Industrial inkjet technology provider Xaar updated the market on its current trading on Monday, reporting that revenue in the second half was now expected to be "broadly in line" with the first half.
That was in contrast with its interim results statement in September and its earlier trading update in July, in which the board indicated that growth in revenues from new products was expected to be second half weighted.
It said the shortfall against previous expectations resulted largely from fewer-than-planned new printer installs of Xaar's 2001 Printhead, and a slower-than-anticipated ramp up of the Xaar 1201 Printhead due to supply constraints.
"In ceramics, the printhead replacement business is now anticipated to represent around 70% of revenues in 2017," the board said in its statement.

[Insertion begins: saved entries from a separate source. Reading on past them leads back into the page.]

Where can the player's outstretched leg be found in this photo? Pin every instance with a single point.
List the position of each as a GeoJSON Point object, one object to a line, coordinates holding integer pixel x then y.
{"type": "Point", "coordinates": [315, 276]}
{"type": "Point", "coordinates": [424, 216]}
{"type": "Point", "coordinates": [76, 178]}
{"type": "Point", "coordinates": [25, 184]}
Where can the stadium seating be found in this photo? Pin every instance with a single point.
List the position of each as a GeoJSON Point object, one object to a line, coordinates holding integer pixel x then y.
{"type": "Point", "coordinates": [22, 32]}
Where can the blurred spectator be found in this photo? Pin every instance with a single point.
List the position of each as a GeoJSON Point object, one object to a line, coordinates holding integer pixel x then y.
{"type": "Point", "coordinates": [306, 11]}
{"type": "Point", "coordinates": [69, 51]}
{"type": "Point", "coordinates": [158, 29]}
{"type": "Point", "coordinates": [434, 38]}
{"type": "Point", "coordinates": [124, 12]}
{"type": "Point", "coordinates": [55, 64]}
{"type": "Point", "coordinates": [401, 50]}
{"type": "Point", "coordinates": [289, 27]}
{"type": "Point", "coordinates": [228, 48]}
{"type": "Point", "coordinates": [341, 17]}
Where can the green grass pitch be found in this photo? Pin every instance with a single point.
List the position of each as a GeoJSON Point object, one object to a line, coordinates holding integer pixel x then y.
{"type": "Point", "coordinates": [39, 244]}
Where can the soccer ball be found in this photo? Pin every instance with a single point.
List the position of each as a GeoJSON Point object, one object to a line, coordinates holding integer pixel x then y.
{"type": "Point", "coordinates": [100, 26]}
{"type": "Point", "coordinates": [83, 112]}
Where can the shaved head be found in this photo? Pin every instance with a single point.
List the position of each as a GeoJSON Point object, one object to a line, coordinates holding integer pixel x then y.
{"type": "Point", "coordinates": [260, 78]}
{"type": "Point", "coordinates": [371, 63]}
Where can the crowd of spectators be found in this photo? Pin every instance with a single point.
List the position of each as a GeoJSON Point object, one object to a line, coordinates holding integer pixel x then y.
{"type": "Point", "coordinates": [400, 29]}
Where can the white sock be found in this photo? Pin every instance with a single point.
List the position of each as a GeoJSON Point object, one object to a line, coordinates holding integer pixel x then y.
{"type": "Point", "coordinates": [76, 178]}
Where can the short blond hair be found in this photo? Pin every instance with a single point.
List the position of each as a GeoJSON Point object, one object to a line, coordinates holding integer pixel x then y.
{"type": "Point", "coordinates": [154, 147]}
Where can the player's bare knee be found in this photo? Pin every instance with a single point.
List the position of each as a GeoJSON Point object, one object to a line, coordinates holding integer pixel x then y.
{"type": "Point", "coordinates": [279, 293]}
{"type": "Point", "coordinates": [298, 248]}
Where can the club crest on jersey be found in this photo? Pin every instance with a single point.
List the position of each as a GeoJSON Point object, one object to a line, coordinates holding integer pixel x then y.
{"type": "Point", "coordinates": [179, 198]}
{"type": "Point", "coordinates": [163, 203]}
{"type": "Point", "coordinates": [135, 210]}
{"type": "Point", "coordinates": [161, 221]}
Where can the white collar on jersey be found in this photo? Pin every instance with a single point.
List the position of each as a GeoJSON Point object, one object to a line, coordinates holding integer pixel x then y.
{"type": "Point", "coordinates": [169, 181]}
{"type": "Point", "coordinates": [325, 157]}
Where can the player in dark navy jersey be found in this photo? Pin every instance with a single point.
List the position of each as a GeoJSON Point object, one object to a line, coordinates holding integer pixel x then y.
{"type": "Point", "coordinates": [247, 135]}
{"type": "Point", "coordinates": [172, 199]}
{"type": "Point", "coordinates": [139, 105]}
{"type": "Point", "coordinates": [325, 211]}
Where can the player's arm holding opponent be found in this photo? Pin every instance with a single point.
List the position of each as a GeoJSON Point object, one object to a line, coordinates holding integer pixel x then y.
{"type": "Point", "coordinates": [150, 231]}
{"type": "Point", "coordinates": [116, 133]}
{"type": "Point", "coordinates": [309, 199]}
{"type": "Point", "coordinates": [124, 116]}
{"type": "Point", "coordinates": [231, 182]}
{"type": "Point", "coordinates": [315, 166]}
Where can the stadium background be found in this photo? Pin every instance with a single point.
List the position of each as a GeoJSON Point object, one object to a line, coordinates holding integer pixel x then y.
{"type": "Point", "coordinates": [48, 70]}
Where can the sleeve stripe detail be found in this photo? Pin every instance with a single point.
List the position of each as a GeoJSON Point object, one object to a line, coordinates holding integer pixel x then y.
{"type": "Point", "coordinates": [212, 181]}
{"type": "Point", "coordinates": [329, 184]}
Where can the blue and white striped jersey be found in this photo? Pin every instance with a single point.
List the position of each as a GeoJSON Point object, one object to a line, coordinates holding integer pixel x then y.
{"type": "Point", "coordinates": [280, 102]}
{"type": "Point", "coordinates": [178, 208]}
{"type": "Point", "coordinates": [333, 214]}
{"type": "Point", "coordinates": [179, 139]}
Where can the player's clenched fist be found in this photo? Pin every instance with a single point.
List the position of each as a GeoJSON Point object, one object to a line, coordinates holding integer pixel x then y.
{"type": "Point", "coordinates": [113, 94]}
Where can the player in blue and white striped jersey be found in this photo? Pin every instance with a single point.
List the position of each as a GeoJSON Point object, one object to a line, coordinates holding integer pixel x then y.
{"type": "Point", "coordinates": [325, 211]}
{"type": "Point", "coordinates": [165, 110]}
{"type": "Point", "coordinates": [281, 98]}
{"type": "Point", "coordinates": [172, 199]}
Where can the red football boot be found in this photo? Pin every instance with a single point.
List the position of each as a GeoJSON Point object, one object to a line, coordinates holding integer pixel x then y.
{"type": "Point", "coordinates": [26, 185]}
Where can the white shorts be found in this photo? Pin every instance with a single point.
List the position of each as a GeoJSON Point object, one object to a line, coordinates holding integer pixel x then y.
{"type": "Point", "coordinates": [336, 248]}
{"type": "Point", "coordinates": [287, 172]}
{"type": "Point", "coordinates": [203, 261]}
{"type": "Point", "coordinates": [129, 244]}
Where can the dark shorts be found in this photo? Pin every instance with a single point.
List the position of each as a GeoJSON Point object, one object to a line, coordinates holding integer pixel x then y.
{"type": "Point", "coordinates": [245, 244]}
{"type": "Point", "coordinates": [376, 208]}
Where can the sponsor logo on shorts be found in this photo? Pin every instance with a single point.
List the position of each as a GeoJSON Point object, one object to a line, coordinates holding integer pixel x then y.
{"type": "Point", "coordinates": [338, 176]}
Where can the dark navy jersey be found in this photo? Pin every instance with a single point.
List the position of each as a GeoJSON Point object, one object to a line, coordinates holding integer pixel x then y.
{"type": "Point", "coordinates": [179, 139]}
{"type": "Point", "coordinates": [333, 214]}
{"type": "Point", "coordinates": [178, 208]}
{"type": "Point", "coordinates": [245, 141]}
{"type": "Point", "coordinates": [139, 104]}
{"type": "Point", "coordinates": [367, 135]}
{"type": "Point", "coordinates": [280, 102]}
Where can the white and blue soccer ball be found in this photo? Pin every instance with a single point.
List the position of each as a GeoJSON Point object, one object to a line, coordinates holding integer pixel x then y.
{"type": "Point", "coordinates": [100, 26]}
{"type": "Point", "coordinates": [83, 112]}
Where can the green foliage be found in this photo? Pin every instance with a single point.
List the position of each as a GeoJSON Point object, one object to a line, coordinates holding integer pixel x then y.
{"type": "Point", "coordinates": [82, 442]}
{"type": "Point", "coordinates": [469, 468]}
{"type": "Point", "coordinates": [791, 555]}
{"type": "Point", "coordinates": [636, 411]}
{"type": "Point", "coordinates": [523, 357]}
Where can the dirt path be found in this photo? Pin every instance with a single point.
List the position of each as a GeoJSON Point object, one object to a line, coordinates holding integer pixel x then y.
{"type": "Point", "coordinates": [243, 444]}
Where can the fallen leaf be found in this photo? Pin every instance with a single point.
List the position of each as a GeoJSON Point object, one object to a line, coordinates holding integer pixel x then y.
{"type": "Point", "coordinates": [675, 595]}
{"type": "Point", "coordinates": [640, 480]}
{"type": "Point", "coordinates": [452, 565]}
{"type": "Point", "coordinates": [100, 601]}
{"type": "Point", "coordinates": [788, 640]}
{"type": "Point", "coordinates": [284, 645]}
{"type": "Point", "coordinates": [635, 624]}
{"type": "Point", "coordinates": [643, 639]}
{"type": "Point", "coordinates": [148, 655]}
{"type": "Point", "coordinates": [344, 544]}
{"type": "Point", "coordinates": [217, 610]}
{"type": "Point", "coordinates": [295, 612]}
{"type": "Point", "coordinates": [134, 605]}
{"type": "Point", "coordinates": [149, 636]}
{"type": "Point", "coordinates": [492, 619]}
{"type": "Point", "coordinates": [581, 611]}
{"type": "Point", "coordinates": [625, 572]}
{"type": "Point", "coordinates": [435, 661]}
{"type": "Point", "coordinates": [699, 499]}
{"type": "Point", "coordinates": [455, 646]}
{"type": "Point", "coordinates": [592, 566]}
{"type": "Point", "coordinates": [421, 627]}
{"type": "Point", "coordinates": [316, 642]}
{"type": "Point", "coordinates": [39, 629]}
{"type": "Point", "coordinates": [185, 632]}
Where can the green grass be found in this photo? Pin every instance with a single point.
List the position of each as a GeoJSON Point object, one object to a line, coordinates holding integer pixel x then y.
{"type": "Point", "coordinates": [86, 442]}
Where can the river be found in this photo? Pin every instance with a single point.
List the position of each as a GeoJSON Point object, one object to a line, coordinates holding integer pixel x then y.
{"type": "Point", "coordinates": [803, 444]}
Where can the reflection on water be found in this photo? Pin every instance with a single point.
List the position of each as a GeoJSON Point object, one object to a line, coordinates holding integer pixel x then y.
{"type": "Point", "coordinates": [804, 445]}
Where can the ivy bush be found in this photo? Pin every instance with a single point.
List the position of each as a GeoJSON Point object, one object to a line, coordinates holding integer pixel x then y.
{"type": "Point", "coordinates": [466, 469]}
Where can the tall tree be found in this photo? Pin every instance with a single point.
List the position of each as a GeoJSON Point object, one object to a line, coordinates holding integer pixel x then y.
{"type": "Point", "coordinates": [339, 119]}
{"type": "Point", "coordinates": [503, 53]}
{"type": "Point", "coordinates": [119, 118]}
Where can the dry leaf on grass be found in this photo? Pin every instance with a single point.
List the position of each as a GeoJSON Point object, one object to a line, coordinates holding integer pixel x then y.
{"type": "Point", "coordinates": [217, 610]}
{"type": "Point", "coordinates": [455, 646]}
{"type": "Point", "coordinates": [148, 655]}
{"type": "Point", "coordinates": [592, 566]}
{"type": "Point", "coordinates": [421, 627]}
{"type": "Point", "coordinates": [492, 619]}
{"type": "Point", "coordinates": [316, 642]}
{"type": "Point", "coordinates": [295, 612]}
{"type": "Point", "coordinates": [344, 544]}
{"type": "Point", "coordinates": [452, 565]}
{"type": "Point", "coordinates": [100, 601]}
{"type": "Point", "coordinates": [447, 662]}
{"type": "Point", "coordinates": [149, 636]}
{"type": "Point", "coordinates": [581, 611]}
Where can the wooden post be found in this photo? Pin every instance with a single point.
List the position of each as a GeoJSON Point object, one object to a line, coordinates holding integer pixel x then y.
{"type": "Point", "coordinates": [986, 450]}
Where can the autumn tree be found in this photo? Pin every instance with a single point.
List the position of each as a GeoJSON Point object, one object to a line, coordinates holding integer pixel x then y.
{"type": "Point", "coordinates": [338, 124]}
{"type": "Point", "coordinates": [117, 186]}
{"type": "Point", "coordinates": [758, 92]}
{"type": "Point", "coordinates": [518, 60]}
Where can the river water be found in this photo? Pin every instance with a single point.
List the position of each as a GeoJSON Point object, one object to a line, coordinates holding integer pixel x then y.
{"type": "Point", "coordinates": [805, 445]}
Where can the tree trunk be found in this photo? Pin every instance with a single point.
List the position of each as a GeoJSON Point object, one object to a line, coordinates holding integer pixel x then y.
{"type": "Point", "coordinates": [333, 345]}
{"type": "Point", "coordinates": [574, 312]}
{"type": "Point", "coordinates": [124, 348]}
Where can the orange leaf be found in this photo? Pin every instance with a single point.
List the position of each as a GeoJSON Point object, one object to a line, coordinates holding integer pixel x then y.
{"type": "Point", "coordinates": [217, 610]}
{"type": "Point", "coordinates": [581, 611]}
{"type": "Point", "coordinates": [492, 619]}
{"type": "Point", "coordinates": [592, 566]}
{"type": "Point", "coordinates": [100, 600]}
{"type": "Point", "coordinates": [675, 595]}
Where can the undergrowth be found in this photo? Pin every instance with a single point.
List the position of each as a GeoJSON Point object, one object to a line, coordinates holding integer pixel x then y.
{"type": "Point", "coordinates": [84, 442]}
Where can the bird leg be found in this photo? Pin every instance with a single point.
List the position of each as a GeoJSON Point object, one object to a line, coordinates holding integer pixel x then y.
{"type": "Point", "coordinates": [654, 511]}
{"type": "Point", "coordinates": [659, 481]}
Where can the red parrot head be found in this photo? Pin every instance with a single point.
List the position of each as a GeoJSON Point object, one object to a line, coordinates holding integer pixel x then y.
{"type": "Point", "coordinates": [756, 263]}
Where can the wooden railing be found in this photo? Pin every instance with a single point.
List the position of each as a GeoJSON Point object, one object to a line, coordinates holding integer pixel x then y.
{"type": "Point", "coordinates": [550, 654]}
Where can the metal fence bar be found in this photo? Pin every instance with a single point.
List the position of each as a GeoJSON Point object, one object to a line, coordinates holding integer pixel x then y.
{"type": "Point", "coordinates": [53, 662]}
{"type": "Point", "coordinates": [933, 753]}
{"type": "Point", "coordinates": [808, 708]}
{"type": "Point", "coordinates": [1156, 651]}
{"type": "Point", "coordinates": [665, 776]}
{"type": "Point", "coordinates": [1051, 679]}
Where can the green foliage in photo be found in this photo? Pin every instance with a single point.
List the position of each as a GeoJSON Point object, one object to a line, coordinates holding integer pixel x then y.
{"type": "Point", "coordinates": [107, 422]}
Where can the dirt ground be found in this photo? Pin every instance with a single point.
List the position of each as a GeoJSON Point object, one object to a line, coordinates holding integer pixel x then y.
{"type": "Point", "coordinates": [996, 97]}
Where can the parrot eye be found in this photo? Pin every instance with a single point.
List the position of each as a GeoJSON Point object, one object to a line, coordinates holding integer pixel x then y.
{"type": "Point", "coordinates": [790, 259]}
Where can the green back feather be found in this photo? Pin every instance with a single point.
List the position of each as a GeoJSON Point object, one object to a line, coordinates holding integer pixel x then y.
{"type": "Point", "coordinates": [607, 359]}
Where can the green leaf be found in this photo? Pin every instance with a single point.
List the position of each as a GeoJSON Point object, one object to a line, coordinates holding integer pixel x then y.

"The new 1003 Printhead has performed strongly in this market but as competition for new printer installs continues to intensify, we have seen more limited success with the 2001 product."
Demand for the 1201 Printhead remained strong, but due to supply constraints, Xaar said it was not able to fulfil all demand in the current year.
It said it expected supply would improve with new capacity coming on stream next year, and its continue to expect "significant growth" in 2018.
"Although disappointed by the revenue shortfall on the underlying business, we are encouraged by our reducing dependence on our legacy ceramics business, where there is little visibility, and increasing competitive pressure," the board explained.
"Our 2020 vision and commitment to delivering growth from new products in new markets is undiminished but the timing of ramp up of the range of new products we have introduced remains less predictable."
In 2017, the company expects that 80% of underlying revenues would be from the seven new products introduced and new businesses acquired in the last two years.
"This progress, together with our previously announced increased investment in sales and marketing, supports our continuing transformation to a more diversified and customer-centric company."